Desterro também dos que não foram
Desterro é a palavra-chave desta narrativa, em seus sentidos literais e metafóricos. Logo no início da obra, acontece o encontro de Sebastián com a ruína de um homem, aquilo que já se apresenta muito distante dos seus melhores dias. Em seguida, a convite do sírio Najati, tem o choque da derrocada do que já foi um hotel importante, a ruína do Cambridge que, entre muitas paredes descascadas, habitam tantas vidas invisibilizadas, “refugiados em país próprios e estrangeiros”, como bem define a líder Carmem.

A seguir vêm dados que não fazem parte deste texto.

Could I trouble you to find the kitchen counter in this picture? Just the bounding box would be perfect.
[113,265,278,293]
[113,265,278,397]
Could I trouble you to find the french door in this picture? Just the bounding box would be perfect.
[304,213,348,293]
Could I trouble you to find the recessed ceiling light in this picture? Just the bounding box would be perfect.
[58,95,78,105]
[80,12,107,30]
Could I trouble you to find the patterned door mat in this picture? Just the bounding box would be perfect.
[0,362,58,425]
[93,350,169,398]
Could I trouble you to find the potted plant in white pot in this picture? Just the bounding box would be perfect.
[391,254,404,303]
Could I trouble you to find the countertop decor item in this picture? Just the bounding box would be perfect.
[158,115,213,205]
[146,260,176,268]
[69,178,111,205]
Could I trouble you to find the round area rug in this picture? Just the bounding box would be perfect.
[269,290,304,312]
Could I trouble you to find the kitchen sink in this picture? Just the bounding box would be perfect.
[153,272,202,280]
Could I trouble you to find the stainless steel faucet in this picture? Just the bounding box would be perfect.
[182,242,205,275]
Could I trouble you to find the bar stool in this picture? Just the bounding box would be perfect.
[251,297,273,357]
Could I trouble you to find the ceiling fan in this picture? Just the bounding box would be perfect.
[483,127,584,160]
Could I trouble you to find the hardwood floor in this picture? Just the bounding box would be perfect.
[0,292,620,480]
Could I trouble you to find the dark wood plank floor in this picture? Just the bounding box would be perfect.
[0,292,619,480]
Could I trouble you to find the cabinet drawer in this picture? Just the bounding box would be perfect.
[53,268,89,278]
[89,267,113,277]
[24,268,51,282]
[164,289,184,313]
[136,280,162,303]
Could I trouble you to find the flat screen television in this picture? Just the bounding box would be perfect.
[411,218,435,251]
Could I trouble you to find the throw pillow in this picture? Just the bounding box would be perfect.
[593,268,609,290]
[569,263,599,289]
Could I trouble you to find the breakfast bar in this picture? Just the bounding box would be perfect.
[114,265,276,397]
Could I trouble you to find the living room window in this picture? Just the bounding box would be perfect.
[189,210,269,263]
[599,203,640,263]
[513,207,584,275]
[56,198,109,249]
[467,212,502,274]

A partir da metade do livro, começamos a conhecer os outros personagens do movimento: a brasileira Rosa, o peruano Demétrio, a haitiana Gina. De forma íntima e nessa linha tênue que é a autoficção, o autor nos convida a adentrar sua casa e em memórias. É curioso mas também muito bom permanecer na dúvida do que foi inventado e o que realmente aconteceu naquele ano de 2016.
“Ocupar, nem que fosse para estar muitos, para existir mais uma vez em coletivo. Meu imperativo talvez fosse outro, embora impossível: me fazer praça, me fazer rua, me fazer prédio vazio, e que enfim me ocupasse o incontível da vida”, desabafa em determinado momento Sebastián. Não, Julián.